Before retirement, both plaintiffs had asked whether Dupont would offer a retirement incentive plan in the near future.  When questioned, DuPont responded that the plant would not be utilizing a retirement incentive plan.  In June, 1993, Dupont informed the employees that it would use a retirement incentive plan whereby employees could retire early with added benefits.

The District Court found that DuPont did not "seriously consider" the plan until May 24, 1993.

Under the McAuley analysis, a court should first ask whether the employer was focusing on a particular plan for a particular purpose. See Muse v. International Business Machines Corp., 103 F.3d 490, 494 (6th Cir. 1996).  Second, a court should examine whether senior management with the authority to implement a change was discussing a specific proposal for purposes of implementation.  See McAuley, 165 F.3d at 1043-44.  The Sixth Circuit distinguished proposals being "seriously considered" from those merely being analyzed, discussed or reflected upon in a preliminary manner.

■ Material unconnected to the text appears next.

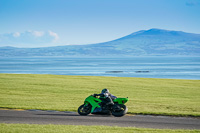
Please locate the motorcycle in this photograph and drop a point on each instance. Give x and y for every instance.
(94, 104)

The Sixth Circuit did not believe that the District Court was "clearly erroneous" in its finding that DuPont managers did not "seriously consider" implementation of the new plan before May 14, 1993. The testimony was clear that Milliken, who had the authority to implement the new plan, was against it because it did not contain a volunteer component and would therefore rid the plant of its younger employees.  As of a May 12-13, 1993 meeting, this remained Milliken's position.  Milliken’s May 19, 1993 summary indicated a reluctance to use the new plan. Only on May 24, 1993, when Milliken received word from headquarters that he could vary the plan so as to allow employees to volunteer to retire in exchange for increased benefits did he immediately begin the process of informing employees of that option.  Although the factual issue is not entirely free from doubt, the Court did not believe that the District Court was clearly erroneous in so finding.  Milliken's notes made after the May 12-13 meeting did not necessarily undermine Milliken's testimony to this effect. The Sixth Circuit does not ordinarily reverse -- and was not inclined to reverse in this case -- a District Court's credibility findings.